Let $|f(x)|\leq M$ for an $M>0$ and all $x\in \mathbb{R}$. Let $g(x)=x^2f(x)$ for all $x\in \mathbb{R}$. I need to show that $g$ is differentiable at $0$.
With the definition of differentiability I got $\lim_{h \to 0} \frac{g(0+h)-g(0)}{h}$ = $\lim_{h \to 0} \frac{h^2f(h)}{h}$ = $\lim_{h \to 0} hf(h)$.
I also know that $f(h)$ is bounded by $M$, so as $h$ goes to $0$, $hf(h)$ also goes to 0. (Correct?)
I do however not know if $f(h)$ is continous or differentiable, is this a prerequisite?
This looks fine to me. And no, we don't need any more niceness conditions on $f$. Boundedness is enough. Any function squeezed between $Mx^2$ and $-Mx^2$ (which is what $g(x)$ is), no matter how discontinuous it otherwise is, will be differentiable at $x = 0$. That is what you have proven, after all.

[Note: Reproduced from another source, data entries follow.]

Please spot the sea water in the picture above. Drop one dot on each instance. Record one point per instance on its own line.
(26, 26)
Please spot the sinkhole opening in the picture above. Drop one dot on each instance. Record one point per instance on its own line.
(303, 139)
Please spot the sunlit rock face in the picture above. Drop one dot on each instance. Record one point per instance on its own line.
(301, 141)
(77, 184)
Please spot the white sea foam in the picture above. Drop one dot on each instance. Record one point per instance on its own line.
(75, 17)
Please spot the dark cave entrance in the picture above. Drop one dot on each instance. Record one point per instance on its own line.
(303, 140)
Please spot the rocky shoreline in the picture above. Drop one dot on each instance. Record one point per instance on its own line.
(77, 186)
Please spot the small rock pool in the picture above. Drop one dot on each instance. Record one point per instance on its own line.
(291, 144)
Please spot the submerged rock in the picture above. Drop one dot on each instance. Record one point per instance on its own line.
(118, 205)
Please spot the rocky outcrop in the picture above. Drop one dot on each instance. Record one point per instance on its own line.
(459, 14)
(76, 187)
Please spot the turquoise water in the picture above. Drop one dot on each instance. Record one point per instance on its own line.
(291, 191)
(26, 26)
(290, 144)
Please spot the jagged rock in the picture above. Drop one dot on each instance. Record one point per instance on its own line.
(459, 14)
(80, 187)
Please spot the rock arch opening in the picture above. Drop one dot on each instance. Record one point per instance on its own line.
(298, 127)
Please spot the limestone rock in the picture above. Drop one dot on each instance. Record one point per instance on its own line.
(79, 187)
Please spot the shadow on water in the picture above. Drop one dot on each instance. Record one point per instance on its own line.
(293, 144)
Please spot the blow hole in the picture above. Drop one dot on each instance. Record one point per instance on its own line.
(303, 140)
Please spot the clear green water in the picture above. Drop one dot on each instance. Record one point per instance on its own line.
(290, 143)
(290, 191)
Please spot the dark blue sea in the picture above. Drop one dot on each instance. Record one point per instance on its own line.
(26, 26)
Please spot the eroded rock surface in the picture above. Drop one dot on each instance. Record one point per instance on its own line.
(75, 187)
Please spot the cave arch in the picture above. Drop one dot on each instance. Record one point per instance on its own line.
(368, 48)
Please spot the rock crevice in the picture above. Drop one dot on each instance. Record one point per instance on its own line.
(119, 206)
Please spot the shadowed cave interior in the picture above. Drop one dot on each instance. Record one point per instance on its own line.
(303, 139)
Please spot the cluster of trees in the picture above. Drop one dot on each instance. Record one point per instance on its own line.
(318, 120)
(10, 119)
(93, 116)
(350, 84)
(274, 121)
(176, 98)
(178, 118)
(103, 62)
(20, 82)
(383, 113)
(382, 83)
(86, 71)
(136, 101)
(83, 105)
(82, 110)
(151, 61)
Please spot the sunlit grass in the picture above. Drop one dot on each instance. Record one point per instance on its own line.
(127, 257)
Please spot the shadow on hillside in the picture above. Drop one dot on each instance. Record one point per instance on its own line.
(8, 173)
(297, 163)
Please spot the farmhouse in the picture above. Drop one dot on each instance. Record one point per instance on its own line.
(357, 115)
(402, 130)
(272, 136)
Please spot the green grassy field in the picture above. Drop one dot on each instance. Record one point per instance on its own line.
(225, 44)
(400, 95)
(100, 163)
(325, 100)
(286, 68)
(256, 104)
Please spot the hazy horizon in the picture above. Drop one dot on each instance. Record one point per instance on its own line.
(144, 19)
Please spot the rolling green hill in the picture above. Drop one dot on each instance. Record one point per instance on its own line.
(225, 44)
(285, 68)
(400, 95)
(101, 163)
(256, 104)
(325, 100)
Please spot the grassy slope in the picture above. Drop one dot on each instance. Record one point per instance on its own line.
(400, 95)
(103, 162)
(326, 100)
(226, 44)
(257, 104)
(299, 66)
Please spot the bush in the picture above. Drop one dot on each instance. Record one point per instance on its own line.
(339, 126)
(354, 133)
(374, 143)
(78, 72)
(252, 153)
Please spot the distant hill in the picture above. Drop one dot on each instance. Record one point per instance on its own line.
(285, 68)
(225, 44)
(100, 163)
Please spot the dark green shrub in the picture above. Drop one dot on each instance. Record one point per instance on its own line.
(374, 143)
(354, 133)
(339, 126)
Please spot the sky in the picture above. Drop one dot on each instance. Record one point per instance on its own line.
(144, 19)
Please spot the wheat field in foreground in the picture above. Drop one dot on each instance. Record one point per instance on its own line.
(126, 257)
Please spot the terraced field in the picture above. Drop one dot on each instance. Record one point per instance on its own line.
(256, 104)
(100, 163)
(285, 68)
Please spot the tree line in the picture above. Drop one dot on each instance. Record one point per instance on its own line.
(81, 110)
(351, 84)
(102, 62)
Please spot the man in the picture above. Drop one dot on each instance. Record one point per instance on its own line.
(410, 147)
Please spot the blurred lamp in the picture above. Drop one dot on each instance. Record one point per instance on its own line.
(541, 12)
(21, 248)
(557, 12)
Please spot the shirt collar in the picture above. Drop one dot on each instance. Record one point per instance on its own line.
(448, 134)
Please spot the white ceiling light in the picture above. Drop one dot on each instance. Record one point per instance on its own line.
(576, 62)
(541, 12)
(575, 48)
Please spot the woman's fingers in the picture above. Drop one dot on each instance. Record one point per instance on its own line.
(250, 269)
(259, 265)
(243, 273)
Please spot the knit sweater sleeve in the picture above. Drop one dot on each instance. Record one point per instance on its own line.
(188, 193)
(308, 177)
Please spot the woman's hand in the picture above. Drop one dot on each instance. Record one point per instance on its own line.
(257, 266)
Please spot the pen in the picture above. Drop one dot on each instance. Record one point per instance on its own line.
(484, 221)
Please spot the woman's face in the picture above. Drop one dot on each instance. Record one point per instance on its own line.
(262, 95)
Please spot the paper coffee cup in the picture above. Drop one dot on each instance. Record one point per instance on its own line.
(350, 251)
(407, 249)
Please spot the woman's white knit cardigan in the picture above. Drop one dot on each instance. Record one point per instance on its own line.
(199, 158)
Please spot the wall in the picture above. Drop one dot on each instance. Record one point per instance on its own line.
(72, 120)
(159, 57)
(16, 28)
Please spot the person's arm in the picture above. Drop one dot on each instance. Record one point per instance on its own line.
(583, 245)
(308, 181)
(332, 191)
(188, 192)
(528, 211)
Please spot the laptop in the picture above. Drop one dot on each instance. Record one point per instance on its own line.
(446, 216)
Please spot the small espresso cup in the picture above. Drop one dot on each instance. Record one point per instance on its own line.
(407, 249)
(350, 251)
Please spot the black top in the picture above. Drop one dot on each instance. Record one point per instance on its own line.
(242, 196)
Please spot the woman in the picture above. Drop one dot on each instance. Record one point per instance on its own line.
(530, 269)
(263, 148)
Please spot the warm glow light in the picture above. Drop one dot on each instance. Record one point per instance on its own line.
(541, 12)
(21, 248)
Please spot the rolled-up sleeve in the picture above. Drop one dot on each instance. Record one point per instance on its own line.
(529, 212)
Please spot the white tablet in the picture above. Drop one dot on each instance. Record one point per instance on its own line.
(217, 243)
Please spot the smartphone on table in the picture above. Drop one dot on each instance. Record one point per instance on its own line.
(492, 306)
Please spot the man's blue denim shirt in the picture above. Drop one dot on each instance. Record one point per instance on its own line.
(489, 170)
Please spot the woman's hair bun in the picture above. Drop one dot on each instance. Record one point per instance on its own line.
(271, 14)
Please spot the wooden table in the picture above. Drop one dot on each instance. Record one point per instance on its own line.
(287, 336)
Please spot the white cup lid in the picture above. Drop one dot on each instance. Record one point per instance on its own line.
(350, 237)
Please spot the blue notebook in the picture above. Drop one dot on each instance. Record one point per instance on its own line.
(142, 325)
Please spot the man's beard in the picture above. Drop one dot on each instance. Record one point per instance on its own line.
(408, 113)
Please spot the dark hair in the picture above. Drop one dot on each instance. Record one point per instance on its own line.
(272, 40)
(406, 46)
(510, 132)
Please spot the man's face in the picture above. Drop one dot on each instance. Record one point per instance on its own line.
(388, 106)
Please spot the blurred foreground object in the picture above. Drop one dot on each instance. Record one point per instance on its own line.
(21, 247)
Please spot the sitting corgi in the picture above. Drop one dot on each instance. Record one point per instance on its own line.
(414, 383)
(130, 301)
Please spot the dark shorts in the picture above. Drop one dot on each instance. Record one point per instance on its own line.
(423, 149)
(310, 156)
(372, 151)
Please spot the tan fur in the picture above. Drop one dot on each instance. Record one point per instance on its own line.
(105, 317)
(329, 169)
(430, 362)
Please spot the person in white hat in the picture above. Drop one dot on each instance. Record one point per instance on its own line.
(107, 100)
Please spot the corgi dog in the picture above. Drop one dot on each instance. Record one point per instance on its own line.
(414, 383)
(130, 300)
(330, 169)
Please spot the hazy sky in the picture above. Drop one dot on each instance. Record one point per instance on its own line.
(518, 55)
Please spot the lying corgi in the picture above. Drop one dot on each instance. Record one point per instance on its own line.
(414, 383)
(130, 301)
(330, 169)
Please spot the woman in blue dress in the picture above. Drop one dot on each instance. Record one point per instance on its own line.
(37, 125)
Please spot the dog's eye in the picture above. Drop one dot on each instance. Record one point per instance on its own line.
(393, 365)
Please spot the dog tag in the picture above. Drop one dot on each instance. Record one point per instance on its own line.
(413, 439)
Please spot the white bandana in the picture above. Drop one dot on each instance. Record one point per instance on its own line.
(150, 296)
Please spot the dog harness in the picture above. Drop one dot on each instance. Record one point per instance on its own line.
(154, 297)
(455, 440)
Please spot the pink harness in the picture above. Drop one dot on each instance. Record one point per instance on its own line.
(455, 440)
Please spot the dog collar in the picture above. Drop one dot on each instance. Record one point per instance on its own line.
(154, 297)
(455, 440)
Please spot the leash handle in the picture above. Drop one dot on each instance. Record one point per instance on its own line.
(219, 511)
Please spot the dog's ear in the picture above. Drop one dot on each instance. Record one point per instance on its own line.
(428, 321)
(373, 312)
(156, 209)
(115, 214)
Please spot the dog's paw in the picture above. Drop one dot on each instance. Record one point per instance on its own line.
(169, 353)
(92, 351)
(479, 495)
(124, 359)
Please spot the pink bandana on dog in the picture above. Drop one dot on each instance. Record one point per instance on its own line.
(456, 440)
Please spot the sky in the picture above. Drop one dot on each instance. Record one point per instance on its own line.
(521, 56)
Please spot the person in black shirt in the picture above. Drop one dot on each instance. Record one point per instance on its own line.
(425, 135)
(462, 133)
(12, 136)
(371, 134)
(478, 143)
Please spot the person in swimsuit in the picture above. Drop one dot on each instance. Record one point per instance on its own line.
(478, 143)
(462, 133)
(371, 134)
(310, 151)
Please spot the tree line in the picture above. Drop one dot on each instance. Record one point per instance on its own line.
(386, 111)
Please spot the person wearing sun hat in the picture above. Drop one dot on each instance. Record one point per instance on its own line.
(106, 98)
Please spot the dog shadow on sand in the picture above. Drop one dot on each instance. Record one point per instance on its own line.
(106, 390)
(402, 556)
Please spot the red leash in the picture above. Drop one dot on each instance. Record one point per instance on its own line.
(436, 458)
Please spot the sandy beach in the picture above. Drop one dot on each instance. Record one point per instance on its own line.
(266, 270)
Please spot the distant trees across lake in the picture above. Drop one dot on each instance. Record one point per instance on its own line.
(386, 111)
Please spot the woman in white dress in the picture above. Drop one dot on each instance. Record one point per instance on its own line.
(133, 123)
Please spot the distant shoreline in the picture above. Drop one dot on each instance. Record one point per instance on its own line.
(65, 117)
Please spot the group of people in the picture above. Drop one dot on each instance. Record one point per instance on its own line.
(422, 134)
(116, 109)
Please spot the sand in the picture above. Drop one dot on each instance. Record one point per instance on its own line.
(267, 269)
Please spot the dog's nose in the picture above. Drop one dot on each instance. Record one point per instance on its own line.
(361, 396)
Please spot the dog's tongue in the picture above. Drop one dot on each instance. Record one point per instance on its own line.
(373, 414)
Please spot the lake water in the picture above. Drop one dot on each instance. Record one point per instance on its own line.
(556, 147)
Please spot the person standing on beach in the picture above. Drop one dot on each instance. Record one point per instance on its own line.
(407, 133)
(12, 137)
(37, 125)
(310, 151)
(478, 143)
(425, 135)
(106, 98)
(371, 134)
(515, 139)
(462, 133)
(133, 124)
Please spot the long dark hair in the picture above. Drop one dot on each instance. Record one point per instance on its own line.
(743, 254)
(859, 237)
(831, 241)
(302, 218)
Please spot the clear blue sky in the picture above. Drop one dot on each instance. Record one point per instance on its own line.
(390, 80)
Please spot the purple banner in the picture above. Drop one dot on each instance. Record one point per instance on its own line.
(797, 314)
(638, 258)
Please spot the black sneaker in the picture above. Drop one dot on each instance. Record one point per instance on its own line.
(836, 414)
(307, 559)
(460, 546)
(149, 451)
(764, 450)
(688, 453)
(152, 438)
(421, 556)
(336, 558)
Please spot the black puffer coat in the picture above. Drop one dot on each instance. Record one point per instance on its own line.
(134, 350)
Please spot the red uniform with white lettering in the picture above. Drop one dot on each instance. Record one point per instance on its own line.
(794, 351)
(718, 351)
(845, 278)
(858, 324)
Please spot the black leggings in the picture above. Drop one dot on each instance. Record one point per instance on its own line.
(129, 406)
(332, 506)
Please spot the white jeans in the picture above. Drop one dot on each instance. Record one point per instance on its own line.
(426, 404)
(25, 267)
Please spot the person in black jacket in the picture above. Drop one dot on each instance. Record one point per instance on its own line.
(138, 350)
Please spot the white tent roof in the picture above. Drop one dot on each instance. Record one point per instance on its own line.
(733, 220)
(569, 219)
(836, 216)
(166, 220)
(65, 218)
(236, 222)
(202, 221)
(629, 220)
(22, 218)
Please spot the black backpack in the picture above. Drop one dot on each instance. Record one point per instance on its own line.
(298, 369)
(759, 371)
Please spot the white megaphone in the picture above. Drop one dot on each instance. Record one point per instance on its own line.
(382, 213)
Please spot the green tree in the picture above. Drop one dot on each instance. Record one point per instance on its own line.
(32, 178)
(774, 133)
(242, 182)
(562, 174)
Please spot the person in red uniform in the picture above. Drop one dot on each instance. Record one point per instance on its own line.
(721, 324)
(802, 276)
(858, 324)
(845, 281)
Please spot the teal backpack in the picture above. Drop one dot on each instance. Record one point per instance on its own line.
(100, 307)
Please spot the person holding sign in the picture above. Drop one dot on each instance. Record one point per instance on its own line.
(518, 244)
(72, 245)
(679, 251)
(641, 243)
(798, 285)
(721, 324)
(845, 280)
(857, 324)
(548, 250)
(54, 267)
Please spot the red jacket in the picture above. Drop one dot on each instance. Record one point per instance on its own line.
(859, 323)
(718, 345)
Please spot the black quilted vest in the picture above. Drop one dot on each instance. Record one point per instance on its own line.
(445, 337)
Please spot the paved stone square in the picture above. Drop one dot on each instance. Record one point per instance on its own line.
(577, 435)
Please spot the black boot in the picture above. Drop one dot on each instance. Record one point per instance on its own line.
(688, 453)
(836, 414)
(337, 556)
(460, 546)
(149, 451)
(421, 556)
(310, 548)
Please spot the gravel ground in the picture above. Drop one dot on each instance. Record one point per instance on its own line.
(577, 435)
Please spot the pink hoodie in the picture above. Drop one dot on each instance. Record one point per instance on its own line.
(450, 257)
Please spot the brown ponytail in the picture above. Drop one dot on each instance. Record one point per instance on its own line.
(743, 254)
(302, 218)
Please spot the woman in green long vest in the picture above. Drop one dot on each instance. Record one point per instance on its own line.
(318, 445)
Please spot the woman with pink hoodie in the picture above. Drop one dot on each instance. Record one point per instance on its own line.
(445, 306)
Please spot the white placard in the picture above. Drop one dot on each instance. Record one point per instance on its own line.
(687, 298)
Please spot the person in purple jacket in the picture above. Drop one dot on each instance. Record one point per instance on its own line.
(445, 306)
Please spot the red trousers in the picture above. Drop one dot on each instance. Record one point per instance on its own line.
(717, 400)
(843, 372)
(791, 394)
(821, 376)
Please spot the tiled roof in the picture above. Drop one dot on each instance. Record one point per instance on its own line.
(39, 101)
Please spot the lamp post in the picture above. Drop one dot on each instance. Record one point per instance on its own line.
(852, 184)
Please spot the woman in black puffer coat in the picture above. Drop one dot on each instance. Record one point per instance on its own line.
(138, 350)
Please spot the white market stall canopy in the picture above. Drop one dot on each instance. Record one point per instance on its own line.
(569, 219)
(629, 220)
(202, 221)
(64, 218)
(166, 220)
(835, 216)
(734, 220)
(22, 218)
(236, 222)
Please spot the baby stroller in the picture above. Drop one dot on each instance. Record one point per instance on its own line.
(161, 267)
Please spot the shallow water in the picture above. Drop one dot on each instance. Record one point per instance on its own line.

If you really want a nit-pick, you could be a bit more explicit about how $f$ being bounded by $M$ implies that $hf(h)\to 0$. Whether that's actually necessary (and if so, in how much detail), depends on your teacher / professor / TA, since deciding whether you've demonstrated the skill you need to demonstrate on tests and assignments is ultimately up to them.